Earlier this week, RF Micro Devices, Inc. announced its decision to come together with Silicon Laboratories, Inc. (SLAB - Snapshot Report) to deliver Sub-GHz solutions to cater to a wide range of smart grid applications. This was done with the clear intent of developing smart energy-efficient solutions for long-range RF devices.
As per this agreement, RF Micro’s RF6569 front-end module (FEM) would be combined with Silicon Labs’ EZRadioPRO(R) Si4464/63 transceivers to produce the cost-efficient and high-powered RF6569/Si4464/63 reference design. This advanced Sub-GHz solution would allow for better monitoring and energy-efficiency of battery-run devices which include metering solutions, security and home automation systems, and the like.
This integration will not only allow for market share proliferation but also enhance satisfaction levels of RF Micro’s customers by providing them with improved and user-friendly smart energy solutions. Silicon Labs would also benefit heavily from this technological advancement and also solidify a long-lasting relationship with RF Micro through this venture.

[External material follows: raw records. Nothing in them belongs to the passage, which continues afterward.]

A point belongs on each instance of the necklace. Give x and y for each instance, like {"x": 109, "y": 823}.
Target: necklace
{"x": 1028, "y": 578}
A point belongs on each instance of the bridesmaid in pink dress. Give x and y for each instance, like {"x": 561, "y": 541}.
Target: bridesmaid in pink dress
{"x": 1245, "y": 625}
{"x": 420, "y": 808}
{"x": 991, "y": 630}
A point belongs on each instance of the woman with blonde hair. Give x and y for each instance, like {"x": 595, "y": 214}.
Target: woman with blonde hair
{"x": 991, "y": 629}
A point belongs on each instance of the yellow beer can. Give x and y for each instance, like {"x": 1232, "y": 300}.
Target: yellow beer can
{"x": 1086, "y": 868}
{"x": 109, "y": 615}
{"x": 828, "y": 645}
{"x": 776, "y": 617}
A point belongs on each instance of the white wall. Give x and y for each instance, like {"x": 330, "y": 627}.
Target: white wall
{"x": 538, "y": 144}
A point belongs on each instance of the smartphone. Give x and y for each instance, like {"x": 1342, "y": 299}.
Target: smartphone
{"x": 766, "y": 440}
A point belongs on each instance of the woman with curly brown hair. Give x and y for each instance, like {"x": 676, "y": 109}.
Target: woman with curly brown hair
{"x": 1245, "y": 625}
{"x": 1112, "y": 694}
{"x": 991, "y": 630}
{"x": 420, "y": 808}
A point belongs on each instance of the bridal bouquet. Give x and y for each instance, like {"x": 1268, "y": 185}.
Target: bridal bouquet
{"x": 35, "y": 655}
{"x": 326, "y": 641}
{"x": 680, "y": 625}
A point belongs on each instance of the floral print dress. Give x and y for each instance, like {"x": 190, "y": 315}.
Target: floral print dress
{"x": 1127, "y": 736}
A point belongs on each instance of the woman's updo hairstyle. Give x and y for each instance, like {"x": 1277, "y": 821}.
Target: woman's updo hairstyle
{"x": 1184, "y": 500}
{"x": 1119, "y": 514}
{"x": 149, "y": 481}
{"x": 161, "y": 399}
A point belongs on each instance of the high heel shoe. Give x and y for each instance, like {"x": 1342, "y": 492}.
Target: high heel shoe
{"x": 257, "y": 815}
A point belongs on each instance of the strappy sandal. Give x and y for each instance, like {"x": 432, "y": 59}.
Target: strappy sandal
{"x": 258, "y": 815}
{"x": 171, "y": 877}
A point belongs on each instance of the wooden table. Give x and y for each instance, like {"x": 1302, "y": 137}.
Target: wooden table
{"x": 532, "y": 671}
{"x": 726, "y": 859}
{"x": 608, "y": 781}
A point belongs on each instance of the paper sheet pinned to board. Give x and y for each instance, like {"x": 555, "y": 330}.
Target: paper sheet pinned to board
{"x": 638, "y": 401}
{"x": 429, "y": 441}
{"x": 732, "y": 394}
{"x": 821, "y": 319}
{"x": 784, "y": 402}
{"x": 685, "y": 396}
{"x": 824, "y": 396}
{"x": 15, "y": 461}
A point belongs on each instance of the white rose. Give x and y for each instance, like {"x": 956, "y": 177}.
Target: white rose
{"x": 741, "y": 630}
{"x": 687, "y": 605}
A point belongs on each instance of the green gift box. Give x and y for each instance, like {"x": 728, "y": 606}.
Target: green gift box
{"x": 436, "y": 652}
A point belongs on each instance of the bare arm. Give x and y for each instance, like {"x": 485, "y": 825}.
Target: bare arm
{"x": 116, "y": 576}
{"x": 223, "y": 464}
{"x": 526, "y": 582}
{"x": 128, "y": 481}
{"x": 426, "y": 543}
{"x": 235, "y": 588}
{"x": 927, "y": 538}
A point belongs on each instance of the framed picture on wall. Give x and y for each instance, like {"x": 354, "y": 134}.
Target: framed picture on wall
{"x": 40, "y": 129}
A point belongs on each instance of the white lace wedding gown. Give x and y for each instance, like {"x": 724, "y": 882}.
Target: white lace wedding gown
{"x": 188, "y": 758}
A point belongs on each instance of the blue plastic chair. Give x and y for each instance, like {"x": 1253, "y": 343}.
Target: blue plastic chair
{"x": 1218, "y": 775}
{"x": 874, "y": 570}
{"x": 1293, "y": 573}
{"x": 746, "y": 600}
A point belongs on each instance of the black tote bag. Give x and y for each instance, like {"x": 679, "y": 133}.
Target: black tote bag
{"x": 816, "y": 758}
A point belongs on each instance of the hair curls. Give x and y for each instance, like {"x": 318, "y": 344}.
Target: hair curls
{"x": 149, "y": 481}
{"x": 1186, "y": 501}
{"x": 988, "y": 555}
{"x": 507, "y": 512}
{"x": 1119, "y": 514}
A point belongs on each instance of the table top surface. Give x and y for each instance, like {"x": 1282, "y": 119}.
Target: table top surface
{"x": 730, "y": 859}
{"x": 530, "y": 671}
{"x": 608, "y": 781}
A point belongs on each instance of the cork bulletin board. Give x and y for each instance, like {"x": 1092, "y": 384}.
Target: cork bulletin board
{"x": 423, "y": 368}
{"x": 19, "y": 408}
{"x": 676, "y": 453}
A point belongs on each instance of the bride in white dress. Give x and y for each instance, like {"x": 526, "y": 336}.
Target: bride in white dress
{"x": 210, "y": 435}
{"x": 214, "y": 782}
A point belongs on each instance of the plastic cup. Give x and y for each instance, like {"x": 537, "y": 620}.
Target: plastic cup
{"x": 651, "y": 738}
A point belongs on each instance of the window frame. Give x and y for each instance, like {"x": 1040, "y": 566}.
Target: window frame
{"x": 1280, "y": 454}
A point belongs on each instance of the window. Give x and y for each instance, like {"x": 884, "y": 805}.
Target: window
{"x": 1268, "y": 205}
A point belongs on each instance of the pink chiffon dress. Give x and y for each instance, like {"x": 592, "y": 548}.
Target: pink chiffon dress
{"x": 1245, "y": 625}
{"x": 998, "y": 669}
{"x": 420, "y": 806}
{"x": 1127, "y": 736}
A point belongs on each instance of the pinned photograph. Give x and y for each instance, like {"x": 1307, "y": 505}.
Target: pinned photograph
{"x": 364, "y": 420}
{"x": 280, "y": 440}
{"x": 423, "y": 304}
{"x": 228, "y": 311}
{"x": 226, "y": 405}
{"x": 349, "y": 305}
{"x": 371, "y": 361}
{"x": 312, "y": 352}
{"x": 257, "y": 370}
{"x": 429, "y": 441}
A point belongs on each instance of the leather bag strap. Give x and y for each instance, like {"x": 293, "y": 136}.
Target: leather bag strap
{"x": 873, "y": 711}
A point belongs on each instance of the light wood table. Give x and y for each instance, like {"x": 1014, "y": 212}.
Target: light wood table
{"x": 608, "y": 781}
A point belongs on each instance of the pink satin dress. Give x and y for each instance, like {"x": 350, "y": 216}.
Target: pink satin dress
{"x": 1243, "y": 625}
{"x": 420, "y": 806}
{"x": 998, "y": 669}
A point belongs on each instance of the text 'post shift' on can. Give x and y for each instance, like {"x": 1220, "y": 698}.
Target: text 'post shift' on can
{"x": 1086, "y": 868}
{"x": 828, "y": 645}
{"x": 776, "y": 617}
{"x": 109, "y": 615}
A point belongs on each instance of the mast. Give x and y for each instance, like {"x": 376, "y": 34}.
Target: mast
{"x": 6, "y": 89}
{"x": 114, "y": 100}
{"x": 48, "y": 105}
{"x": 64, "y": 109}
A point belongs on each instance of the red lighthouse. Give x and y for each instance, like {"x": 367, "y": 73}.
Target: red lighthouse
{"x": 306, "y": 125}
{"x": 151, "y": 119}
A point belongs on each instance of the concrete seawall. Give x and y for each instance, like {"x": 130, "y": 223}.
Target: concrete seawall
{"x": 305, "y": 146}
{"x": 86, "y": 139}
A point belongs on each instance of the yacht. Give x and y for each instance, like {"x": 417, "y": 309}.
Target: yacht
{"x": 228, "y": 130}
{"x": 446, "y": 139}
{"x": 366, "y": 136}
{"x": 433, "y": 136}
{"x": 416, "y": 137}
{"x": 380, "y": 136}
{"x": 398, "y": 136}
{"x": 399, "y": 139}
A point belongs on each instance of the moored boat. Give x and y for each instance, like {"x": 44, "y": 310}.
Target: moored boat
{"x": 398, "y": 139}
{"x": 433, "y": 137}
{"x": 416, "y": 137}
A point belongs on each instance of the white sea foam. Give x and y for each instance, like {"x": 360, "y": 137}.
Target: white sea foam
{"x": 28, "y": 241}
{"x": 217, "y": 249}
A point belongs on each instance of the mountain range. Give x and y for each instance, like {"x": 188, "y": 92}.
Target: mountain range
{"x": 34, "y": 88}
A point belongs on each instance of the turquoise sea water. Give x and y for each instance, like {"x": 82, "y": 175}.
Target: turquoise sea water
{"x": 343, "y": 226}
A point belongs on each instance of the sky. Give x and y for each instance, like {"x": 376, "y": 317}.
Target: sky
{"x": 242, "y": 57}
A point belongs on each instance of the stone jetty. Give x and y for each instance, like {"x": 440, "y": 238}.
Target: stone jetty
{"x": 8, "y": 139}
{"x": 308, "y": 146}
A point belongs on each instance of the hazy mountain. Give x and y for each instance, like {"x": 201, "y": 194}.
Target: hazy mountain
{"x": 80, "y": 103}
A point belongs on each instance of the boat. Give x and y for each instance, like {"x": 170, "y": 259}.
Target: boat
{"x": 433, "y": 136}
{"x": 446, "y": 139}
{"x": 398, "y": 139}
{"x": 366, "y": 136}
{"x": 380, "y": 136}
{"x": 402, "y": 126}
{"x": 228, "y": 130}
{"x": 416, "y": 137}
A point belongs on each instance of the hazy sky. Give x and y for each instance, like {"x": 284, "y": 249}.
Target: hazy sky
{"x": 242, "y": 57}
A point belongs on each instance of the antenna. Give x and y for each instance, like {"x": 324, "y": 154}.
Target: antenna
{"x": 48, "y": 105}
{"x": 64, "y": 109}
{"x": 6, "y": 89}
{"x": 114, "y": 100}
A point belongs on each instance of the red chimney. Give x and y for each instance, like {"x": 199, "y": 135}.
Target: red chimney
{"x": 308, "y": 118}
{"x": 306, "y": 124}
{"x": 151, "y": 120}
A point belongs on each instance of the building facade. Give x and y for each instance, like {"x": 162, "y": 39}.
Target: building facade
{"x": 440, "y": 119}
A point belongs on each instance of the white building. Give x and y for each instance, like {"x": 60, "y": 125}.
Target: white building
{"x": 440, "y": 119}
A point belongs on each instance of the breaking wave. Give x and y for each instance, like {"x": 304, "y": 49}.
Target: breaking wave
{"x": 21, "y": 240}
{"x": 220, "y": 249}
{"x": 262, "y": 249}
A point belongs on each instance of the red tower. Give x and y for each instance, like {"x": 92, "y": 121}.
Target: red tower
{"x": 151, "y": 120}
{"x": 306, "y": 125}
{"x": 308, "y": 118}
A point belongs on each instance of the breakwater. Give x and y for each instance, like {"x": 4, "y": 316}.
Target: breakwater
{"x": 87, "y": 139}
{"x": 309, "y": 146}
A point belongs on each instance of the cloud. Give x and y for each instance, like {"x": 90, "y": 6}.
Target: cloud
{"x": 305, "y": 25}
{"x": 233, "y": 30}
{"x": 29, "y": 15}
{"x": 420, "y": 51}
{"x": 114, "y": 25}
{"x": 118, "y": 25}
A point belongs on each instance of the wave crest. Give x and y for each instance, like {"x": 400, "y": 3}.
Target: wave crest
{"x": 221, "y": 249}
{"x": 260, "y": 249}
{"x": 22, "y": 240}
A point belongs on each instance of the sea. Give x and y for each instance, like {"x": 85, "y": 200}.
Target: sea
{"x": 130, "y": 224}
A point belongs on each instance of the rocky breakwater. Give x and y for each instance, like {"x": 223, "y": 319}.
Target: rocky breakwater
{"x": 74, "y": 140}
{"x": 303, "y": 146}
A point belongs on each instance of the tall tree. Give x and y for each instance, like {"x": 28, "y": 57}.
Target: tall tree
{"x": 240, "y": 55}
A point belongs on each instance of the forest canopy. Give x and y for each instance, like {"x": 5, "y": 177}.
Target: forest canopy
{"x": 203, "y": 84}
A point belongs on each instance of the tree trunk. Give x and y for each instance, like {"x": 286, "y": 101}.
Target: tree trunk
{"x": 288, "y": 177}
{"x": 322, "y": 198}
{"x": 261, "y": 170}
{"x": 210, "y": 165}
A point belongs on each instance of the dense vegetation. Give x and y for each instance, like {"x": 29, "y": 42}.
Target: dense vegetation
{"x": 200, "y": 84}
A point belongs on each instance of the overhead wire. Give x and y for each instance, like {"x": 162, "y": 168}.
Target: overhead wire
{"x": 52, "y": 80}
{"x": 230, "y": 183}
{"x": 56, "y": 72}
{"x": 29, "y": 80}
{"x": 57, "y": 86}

RF Micro declared its fourth quarter 2012 financial results on April 24, 2012. Revenues for the quarter plummeted nearly 17% sequentially to $187.9 million, primarily due to softness in the Chinese and European markets. Hence, the company needs to take proactive measures to counter these lingering downsides and boost performance.
The company faces intense competition from well-capitalized peers such as TeleNav, Inc. (TNAV), CenturyLink, Inc. (CTL - Analyst Report) and RELM Wireless Corp. .
The current Zacks Consensus Estimate for fiscal 2013 is 17 cents per share. The company currently retains a Zacks #5 Rank, which translates into a short-term ‘Strong Sell’ rating. However, we presently maintain our ‘Underperform’ recommendation on the stock.